Updates patches and integration code for new llama.cpp version:
- Regenerated all patches for updated upstream code
- Added common_ngram-mod.cpp.patch (adds #include <algorithm>)
- Added vendor_cpp-httplib_httplib.cpp.patch (XNU futex workaround moved from .h)
- Added common/license.cpp stub for LICENSES symbol
- Removed obsolete vendor_minja_minja.hpp.patch (jinja now built-in)
- Removed obsolete vendor_cpp-httplib_httplib.h.patch (code moved to .cpp)
- Updated chatbot.h/cpp for common_chat_syntax -> common_chat_parser_params rename
- Removed minja test from tests/BUILD.mk

* Updated license.cpp with the one generated by cmake in upstream llama.cpp
* Updated info about license.cpp in patches' README
* Remove minja from tests
* Updated refs to minja in docs

* Fix templating support for Apertus (#894)

* Fixed templating issue with Apertus
* Load the PEG parser in chatbot_main if one is provided

* Add whisper (#880)

* Updated whisper.cpp submodule from v1.6.2-168 (6739eb83) to v1.8.3 (2eeeba56).
* Updated patches scripts + removed old patches
* Added whisperfile + extra tools (mic2raw, mic2txt, stream, whisper-server)
* Added slurp
* Updated docs and man pages

---------

Co-authored-by: angpt <anushrigupta@gmail.com>

* Add support for legacy chat, cli, server modalities (#896)

* Add CLI, SERVER, CHAT, and combined modes
* Removed log 'path  does not exist'
* Added server routes to main.cpp
* Fixing GPU log callbacks
* Added --nothink feature for CLI
* Refactored args + cleaned FLAGS

* Enabled make cosmocc for any make version

* Updated ci.yml to work with new llamafile / zipalign

* Llamacpp 7f5ee549683d600ad41db6a295a232cdd2d8eb9f (#901)

llama.cpp update, Qwen3.5 Think Mode & CLI Improvements

llama.cpp Submodule Update

    Updated to 7f5ee549683d600ad41db6a295a232cdd2d8eb9f
    Updated associated patches (removed obsolete vendor_miniaudio_miniaudio.h.patch)

Qwen3.5 Think Mode Support

    Proper handling of think/nothink mode in both chat and CLI modes
    Uses common_chat_templates_apply() with enable_thinking parameter instead of manually constructing prompts
    Correctly parses reasoning content using PEG parser with COMMON_REASONING_FORMAT_DEEPSEEK

System Prompt Handling

    Captures -p/--prompt value early in argument parsing (needed for combined mode where server parsing excludes -p)
    /clear command now properly resets g_pending_file_content to prevent uploaded files from persisting after clear

Code Quality

    Refactored cli_apply_chat_template() to return both prompt and parser params
    Added documentation comments for subtle pointer lifetime and argument parsing behaviors


---------

Co-authored-by: Stuart Henderson <sthen@users.noreply.github.com> (OpenBSD supported versions update)
Co-authored-by: Claude Opus 4.5 <noreply@anthropic.com> (llama.cpp submodule update)

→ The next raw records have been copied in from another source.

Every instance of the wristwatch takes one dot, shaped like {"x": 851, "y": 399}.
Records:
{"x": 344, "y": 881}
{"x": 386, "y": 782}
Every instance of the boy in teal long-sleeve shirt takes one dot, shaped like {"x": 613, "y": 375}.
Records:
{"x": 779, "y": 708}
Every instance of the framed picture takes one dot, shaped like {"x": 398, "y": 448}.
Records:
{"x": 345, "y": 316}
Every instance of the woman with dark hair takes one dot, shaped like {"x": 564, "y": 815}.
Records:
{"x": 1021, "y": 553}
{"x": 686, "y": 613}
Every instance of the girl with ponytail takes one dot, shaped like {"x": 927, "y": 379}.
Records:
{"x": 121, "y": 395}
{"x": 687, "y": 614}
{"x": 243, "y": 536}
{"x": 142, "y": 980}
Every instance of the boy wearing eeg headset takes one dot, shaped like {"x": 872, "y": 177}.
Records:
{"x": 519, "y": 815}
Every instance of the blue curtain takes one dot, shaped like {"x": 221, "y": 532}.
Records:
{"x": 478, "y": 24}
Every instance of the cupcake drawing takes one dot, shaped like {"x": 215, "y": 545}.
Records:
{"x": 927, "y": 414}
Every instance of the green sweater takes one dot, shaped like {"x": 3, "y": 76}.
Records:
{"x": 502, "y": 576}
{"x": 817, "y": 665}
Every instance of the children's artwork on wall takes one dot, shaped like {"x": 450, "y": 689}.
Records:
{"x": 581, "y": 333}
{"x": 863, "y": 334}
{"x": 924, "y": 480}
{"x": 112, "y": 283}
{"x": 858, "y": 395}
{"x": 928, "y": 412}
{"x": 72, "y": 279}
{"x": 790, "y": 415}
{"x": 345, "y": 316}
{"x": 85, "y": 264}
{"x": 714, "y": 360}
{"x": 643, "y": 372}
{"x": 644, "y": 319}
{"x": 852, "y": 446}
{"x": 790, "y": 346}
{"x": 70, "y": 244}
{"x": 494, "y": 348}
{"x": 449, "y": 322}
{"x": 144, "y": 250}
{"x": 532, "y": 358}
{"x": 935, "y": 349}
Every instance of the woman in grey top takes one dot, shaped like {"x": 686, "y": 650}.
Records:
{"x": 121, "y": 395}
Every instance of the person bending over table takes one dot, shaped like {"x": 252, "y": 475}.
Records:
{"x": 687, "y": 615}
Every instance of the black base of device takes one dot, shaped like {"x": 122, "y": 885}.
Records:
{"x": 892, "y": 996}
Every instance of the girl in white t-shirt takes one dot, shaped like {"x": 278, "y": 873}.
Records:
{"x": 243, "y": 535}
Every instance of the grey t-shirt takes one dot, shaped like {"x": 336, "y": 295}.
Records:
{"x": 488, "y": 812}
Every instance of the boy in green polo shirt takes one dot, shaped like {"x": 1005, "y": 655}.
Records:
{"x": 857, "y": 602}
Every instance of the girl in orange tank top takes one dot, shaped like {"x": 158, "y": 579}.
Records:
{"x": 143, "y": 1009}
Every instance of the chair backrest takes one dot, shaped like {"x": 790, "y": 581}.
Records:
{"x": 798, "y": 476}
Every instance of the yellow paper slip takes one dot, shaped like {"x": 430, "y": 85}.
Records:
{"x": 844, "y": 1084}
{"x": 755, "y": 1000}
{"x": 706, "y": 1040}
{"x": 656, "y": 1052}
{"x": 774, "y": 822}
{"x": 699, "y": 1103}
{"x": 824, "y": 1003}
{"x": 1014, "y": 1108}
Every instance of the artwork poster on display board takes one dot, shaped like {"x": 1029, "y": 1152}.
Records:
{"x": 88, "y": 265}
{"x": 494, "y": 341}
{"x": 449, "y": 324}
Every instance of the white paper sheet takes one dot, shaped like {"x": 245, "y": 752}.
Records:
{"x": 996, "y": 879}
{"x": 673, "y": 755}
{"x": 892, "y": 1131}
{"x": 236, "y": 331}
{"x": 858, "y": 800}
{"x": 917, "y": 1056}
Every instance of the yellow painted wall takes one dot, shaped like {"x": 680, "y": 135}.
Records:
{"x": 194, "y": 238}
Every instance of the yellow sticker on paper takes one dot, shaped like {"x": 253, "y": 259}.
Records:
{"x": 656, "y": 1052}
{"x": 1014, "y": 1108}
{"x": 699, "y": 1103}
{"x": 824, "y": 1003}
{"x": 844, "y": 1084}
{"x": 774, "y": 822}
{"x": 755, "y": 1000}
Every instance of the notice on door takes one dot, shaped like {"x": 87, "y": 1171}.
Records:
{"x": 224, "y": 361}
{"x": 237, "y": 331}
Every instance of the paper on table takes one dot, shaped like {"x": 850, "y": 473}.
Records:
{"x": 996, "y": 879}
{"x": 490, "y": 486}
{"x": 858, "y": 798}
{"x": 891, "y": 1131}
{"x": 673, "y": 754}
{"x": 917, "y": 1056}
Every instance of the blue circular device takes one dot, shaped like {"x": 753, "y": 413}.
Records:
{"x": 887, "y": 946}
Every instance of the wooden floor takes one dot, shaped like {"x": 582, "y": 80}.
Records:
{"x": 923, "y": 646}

* Updated Makefile to download cosmocc at end of setup

* Added --image-min-tokens to TUI chat (#905)

* Integration tests (#906)

Adds integration tests for llamafiles:

    run a pre-built llamafile as well as the plain executable with a model passed as a parameter
    test tui (piping inputs to the process), server (sending HTTP requestS), cli (passing prompts as params), hybrid modes
    test plain text, multimodal, and tool calling with ad-hoc prompts
    test thinking vs no-thinking mode
    test CPU vs GPU


* Added timeout multiplier

* Added combined marker, improved combined tests

* Added check for GPU presence

* Added meaningful temperature test

* Fixed platforms where sh is needed

* Adding retry logic to server requests

* Add Blackwell GPU architecture support for CUDA 13.x (#907)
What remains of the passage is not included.